Encompassing 750 square miles, Chongming is the world’s largest alluvial island. Its rich soils and extensive estuarine wetlands — abundant with fresh and saltwater marshes, tidal creeks and inter-tidal mudflats — provide a safe haven for a diversity of birds and fish along spawning or migration routes.
Situated at the mouth of the Yangtze River, Chongming’s waters are the gateway to the East China Sea. Aquatic species like the Japanese eel and Chinese sturgeon linger here before traveling upriver to their spawning sites. Millions of swans, geese, and shorebirds like the Dunlin, Great Knot and Whimbrels, traveling along Asia’s north-south migratory route from as far away as Alaska and New Zealand, use Chongming as a destination for staging and wintering.
Like islands around the world, Chongming’s habitats were threatened by the exploitation of resources, invasive species and sea level rise. Moreover, sitting less than 30 miles (46 kilometers) from Shanghai — the world’s fastest-growing city — Chongming could have been a victim of unrelenting urban sprawl. But instead Chinese leaders saw the opportunity to use Chongming as a national model for environmentally sustainable development. It's now a "green island," which — due to its proximity to Shanghai — can be used for eco-tourism and to increase environmental awareness.

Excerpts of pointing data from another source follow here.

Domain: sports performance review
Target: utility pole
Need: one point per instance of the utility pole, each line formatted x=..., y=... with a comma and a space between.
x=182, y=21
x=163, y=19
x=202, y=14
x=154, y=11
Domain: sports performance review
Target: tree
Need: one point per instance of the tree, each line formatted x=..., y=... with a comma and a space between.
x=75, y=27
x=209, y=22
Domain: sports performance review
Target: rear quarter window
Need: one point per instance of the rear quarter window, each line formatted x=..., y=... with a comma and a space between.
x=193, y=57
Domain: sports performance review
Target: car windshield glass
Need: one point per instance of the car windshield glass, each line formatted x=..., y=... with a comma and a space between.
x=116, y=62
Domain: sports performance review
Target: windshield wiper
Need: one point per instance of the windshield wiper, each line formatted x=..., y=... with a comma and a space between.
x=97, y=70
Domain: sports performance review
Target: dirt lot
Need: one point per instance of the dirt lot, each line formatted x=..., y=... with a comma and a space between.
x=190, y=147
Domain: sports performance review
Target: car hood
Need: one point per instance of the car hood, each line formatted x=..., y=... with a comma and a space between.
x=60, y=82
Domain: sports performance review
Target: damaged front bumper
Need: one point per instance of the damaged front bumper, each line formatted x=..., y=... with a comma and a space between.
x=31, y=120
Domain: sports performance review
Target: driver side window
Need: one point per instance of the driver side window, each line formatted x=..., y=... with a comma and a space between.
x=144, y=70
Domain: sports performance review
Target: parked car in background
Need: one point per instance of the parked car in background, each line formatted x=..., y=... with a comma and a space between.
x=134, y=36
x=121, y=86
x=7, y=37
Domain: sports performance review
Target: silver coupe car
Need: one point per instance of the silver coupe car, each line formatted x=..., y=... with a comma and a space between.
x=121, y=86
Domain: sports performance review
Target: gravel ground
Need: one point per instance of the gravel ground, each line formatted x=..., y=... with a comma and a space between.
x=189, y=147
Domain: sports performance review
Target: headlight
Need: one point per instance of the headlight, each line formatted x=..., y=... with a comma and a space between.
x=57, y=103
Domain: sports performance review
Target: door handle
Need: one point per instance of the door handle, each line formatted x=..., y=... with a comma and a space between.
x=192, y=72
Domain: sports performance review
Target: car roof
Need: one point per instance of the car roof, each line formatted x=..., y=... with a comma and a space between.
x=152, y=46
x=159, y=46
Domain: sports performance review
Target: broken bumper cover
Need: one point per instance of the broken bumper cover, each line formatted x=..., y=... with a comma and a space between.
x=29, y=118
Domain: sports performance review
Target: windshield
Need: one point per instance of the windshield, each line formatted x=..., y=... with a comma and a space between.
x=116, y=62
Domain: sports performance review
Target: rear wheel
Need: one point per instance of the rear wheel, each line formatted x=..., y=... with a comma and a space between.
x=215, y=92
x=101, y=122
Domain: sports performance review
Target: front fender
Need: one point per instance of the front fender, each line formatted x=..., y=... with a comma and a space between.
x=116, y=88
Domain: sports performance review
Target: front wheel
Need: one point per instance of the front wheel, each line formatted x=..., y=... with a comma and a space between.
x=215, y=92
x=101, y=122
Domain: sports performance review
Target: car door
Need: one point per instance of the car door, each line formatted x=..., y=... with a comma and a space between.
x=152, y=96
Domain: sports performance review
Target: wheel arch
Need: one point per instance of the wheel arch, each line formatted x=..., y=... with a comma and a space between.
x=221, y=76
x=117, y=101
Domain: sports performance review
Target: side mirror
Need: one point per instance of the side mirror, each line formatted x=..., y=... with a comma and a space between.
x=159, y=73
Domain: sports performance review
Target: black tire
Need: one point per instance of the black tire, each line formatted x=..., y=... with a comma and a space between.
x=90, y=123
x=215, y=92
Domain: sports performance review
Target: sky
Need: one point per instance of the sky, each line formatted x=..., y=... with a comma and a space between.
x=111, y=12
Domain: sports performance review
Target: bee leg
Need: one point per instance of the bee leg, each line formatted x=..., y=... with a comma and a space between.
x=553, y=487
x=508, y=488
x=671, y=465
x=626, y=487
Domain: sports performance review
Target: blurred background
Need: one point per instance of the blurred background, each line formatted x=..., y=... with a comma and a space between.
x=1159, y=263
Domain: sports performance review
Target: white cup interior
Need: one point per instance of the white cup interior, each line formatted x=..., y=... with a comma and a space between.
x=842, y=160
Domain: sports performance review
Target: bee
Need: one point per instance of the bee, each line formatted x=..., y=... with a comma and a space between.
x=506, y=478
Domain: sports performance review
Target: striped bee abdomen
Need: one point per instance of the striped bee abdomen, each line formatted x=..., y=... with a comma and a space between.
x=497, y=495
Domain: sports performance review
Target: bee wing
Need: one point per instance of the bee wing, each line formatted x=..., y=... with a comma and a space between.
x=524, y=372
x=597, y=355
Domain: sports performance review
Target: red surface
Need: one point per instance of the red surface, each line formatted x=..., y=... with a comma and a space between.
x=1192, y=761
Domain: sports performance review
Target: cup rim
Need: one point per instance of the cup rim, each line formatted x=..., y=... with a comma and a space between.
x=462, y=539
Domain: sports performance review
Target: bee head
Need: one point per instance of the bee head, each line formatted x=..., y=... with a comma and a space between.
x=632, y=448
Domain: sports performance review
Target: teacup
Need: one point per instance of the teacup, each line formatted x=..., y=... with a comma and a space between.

In 2006, The Nature Conservancy was enlisted to help strengthen management of Chongming Dongtan National Nature Reserve, a 60,000-acre (24,000-hectare) wetland reserve recognized under the international Ramsar Convention through improved design and implementation of conservation strategies. To date, the Conservancy has:
These efforts provide a strong platform for improved management and will inform the revision of the reserve’s master plan. More importantly, the efforts at Chongming Dongtan National Nature Reserve provide the opportunity to influence wetlands conservation nationwide. The Reserve’s Master Plan, which incorporates the Conservancy’s Conservation Action Planning approach and methodology, will be used as a model for estuarine wetland management in reserves across China.